Chikowore, a sexual assault nurse examiner, sees victims ages 18 and older in the District’s SANE program. Based at Washington Hospital Center, the program has 15 on-call nurses who work in shifts that provide round-the-clock coverage so patients are seen immediately, anytime, and by a single nurse from the start of their visit to the end.
The medical samples they collect are turned over to police. The job requires nursing skills coupled with the ability to gain a person’s trust soon after it has been shattered by violence.
People who know Chikowore say she is well suited for the job, describing her as matter-of-fact and more concerned with others than herself.
Last year, when work-related stress had her contemplating a break from SANE, she never said a word during her regular telephone conversations with her mother, a nurse in Tennessee.
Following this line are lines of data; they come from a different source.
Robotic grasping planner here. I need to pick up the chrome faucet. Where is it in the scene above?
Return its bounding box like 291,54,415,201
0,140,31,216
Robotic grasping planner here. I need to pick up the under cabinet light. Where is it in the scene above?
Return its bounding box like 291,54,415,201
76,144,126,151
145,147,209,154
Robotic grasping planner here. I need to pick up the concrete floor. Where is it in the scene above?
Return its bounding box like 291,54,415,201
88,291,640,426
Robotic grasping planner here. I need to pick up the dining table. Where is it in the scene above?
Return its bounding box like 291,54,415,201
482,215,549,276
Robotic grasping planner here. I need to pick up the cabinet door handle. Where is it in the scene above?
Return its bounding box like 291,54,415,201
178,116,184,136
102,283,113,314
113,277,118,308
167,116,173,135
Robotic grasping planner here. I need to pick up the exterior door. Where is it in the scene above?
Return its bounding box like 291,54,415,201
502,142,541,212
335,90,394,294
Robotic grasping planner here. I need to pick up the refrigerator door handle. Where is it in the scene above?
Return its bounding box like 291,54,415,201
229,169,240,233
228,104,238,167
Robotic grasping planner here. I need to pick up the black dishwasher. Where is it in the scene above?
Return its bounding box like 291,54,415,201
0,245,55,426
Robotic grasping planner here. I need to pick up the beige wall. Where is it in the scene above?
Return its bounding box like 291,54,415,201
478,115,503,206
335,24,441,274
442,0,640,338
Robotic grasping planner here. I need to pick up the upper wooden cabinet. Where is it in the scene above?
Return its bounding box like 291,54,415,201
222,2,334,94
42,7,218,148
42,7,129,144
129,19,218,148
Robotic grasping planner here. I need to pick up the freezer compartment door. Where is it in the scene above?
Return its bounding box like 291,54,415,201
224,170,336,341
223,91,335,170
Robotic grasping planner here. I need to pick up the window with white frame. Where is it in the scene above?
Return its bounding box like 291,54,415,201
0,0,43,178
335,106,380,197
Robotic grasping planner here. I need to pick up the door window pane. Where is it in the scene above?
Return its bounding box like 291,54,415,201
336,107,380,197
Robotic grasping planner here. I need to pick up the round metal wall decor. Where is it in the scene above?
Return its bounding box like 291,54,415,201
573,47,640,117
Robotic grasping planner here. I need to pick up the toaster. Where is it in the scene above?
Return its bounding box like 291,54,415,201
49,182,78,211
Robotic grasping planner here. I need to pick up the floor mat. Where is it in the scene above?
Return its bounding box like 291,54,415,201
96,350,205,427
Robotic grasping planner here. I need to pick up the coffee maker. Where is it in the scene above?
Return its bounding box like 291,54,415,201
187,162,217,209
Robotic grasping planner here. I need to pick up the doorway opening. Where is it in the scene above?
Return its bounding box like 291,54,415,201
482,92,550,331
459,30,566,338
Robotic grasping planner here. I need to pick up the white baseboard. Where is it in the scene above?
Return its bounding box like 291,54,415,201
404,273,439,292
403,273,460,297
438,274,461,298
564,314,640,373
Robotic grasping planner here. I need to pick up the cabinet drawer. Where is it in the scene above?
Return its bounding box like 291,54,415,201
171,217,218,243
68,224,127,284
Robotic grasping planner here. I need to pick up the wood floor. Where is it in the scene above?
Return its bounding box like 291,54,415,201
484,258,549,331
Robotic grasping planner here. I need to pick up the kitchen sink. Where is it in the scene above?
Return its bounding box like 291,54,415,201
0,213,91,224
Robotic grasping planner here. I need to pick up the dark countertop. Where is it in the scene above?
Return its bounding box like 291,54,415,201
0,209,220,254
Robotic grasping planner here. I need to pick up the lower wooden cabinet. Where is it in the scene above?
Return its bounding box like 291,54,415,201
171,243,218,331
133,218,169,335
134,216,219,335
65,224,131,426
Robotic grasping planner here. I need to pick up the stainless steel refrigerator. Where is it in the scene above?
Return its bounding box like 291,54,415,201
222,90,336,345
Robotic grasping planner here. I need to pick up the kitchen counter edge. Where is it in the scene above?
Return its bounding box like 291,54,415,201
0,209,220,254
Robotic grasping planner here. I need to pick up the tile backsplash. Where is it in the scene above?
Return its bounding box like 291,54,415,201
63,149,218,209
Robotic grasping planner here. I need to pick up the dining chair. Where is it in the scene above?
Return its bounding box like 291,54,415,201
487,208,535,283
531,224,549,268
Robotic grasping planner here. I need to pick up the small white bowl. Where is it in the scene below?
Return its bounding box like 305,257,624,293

Instead, she kept quiet as some of her hair fell out and found therapeutic company in her dog Maita, a Shih Tzu-bichon frisé mix.
“I don’t like to tell people when I’m stressed or don’t show it, because I don’t like to burden others with my ‘stuff,’ ” said Chikowore, 27, who has a trace of an African lilt in her voice. “I have a pretty okay life, and there are a lot of people with much bigger problems.”
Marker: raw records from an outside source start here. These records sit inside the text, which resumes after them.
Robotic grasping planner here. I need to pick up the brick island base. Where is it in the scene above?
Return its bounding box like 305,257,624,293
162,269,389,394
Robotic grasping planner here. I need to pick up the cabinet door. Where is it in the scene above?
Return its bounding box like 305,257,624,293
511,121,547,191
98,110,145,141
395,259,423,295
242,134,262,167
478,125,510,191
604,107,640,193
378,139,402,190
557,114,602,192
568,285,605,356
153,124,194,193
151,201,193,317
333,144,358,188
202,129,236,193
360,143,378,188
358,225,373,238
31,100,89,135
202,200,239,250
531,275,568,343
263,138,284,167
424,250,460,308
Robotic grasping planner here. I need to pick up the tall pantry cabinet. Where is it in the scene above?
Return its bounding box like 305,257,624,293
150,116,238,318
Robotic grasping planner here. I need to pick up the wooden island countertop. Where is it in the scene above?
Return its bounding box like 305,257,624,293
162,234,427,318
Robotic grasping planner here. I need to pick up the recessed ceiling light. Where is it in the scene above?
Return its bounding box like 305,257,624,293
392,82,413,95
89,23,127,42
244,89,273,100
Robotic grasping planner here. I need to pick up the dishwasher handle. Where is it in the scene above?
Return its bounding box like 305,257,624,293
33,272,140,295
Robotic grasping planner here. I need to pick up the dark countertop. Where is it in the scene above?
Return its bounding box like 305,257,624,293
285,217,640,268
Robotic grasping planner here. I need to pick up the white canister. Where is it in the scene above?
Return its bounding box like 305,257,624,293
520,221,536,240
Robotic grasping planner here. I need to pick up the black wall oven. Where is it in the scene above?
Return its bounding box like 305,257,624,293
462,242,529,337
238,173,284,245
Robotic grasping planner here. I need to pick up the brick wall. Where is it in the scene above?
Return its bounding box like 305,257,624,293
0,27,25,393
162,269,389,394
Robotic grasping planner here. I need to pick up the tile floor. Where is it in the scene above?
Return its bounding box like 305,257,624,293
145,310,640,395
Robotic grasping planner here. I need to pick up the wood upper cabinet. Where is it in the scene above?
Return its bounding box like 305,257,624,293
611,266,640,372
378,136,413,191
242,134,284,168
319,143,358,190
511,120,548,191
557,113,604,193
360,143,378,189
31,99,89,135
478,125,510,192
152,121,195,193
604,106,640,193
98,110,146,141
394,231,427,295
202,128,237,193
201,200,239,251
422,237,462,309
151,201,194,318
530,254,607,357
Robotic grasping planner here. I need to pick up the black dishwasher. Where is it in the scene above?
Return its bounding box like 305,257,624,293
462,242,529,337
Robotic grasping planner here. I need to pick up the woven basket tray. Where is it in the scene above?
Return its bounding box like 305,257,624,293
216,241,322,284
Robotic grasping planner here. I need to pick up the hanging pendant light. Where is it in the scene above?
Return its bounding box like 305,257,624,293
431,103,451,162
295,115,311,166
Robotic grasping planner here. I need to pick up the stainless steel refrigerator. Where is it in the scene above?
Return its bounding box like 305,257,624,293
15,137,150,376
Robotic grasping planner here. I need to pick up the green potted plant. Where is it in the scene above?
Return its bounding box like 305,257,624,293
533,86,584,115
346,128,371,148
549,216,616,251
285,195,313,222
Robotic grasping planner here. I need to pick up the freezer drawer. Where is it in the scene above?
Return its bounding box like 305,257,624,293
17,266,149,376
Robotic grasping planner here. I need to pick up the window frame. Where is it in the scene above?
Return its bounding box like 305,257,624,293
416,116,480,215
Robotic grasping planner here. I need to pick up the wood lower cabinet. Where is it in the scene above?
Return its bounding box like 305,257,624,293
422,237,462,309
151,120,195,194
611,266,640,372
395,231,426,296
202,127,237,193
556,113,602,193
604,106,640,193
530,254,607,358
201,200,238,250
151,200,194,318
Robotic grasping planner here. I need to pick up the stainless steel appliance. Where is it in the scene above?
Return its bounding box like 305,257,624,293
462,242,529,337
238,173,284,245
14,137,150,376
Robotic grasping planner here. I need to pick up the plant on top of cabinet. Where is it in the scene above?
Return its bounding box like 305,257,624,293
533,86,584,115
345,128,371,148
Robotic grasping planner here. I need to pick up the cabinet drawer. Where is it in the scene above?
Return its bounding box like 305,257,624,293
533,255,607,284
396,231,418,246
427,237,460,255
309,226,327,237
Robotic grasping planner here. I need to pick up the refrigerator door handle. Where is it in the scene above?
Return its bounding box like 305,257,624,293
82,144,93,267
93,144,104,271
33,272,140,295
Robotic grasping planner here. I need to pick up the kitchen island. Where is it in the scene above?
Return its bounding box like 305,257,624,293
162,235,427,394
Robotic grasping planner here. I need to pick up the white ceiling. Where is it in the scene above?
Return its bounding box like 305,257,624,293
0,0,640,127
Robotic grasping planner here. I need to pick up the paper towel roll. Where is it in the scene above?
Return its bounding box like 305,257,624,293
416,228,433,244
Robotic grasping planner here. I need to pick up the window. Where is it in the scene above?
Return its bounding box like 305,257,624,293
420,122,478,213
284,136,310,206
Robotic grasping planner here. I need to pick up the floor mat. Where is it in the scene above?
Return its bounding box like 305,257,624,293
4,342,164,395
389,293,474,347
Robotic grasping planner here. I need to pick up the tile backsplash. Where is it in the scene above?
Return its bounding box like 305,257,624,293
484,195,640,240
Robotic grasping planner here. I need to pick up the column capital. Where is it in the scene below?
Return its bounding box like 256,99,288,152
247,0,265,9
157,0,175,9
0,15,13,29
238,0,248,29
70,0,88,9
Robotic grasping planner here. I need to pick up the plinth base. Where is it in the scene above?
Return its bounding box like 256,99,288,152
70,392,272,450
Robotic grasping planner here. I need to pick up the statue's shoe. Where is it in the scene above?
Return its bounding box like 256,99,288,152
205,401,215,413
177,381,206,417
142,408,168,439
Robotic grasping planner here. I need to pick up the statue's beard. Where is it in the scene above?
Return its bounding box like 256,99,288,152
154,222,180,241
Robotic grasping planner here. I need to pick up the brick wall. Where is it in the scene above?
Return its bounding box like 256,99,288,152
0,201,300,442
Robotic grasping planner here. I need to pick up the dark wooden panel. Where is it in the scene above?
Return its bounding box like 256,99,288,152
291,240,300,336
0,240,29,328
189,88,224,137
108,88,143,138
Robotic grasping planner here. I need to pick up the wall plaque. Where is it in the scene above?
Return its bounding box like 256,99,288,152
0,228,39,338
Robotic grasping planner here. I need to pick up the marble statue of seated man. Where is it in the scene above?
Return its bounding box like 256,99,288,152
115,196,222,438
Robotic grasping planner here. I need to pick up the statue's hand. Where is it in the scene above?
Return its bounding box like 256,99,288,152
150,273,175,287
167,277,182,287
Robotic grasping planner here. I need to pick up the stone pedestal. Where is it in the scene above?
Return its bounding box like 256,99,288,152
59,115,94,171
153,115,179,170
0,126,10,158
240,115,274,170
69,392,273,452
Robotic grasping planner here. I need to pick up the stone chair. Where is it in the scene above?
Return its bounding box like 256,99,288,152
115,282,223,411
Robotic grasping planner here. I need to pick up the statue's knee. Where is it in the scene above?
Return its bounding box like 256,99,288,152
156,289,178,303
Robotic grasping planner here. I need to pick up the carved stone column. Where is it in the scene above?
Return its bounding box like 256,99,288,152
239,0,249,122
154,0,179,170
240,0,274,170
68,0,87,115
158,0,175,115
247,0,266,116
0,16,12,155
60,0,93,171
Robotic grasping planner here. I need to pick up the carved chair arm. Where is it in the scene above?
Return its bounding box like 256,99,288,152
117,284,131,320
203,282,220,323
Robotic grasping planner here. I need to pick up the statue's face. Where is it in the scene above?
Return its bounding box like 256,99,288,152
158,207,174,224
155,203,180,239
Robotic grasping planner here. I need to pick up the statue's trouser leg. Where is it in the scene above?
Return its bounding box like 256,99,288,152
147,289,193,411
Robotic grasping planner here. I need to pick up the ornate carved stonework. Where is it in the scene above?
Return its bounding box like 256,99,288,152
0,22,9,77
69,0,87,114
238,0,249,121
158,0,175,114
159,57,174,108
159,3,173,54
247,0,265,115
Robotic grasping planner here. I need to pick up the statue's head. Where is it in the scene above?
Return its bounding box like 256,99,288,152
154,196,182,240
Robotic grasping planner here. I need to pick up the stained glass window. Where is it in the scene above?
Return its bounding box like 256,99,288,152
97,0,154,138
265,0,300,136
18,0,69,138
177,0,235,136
Her mother, Tsitsi Chikowore, was a local magistrate in their native Zimbabwe. Barbra, the second of three children, grew up hearing stories about her mother’s work in the courtroom.
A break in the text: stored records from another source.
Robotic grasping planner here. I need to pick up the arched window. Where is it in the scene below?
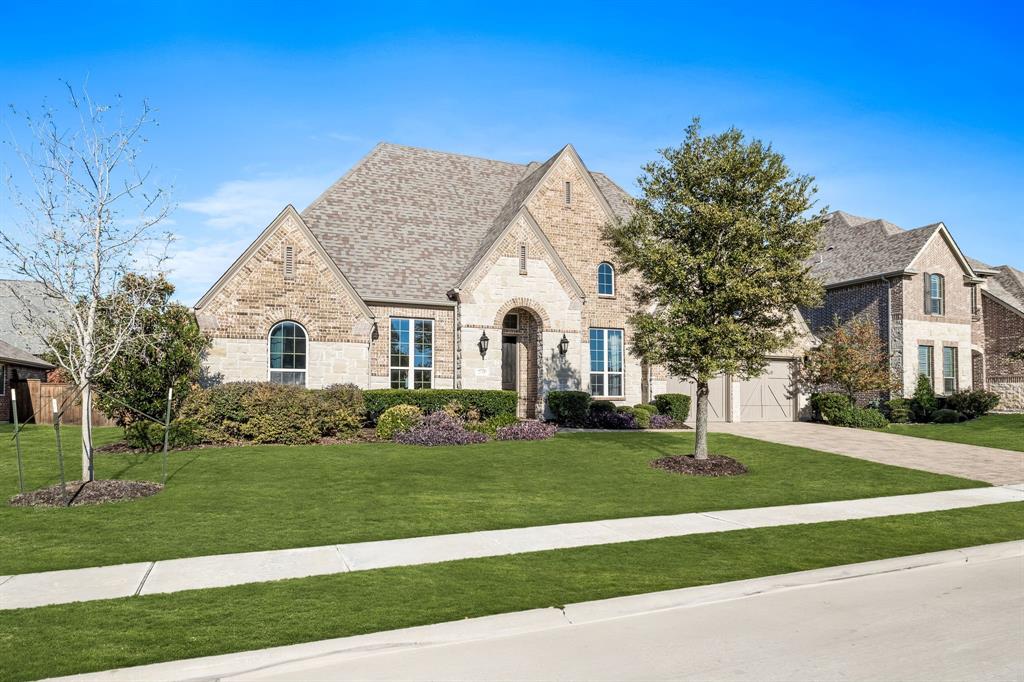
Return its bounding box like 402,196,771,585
269,321,306,386
597,263,615,296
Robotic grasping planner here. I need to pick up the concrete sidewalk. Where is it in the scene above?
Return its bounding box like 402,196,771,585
708,422,1024,485
0,484,1024,609
51,542,1024,682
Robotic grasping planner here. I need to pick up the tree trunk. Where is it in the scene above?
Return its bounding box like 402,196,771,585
693,379,710,460
82,383,93,480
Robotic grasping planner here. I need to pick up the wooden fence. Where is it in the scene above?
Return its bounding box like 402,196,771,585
15,379,115,426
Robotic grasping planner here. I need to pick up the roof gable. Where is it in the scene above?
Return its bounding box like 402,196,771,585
195,204,374,319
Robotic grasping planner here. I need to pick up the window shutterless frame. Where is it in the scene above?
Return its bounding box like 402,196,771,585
590,327,626,398
388,317,434,388
266,319,309,386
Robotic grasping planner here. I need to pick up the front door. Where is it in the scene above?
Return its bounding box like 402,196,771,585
502,336,519,391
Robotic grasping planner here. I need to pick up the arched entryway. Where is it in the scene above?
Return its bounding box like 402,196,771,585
501,306,543,419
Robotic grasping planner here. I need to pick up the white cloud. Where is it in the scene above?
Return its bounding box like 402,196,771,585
164,237,253,305
181,175,335,229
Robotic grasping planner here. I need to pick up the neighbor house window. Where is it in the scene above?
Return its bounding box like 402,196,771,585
928,274,946,315
590,329,623,397
390,317,434,388
942,346,956,394
597,263,615,296
269,322,306,386
918,346,935,387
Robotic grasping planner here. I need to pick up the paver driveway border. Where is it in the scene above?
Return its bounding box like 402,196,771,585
708,422,1024,485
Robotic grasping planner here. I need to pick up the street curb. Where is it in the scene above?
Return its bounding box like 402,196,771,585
51,541,1024,682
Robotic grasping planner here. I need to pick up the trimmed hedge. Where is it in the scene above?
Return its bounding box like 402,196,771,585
654,393,690,423
179,382,362,444
548,391,592,427
362,388,519,423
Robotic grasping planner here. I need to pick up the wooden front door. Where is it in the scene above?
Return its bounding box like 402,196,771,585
502,336,519,391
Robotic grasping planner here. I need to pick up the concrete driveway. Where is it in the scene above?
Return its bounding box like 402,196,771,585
709,422,1024,485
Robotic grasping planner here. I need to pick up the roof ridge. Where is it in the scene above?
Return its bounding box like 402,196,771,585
375,140,531,167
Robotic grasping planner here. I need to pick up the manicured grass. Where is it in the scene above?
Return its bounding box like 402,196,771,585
0,428,984,576
0,503,1024,680
884,415,1024,453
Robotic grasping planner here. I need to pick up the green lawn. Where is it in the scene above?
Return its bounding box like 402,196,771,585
884,415,1024,453
0,427,984,576
0,503,1024,680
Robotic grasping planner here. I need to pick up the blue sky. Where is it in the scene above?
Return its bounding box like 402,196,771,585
0,2,1024,303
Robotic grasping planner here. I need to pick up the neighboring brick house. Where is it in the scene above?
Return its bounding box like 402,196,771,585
196,143,811,420
804,211,1024,410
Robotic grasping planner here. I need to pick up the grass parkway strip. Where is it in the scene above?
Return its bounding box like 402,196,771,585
0,427,984,576
0,503,1024,680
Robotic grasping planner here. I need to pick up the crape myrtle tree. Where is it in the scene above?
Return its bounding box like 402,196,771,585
801,315,896,403
0,84,171,481
65,273,210,426
606,119,824,459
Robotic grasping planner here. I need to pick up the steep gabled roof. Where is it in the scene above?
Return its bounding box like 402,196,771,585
302,142,629,302
809,211,942,287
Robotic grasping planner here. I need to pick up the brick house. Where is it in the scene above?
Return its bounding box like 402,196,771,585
804,211,1024,410
196,143,811,420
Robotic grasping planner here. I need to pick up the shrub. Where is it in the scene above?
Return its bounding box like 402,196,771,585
811,393,854,426
886,397,913,424
466,415,519,438
590,410,640,429
391,408,487,445
654,393,690,423
377,404,423,440
615,406,650,429
548,391,591,427
836,407,889,429
945,388,999,419
498,422,558,440
633,402,658,417
932,410,964,424
650,415,679,429
910,375,939,422
362,388,519,423
239,383,323,444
She’s not surprised by her daughter’s choice to pursue a kind of nursing that intersects with the justice system. Of her daughter’s tendency to put others first, Tsitsi Chikowore said, “She has a heart for people.”
According to 2010 statistics that D.C. police reported to the FBI, rapes increased by nearly 25 percent last year in the city. That has meant putting a renewed focus on increasing effectiveness and communication among programs that serve assault victims, said SANE Medical Director Heather DeVore.
In the hospital, Chikowore is often the first person to see the physical impact of a violent sexual assault. She knows it is a delicate perch fraught with responsibility.
“I am seeing people in their worst possible time,” Chikowore said, “but I’m there to help. I’m there to make it better. I enjoy that.”
Nandi Chihombori-Quao, Chikowore’s best friend, calls her honest and composed while bearing a warmth that helps people relax.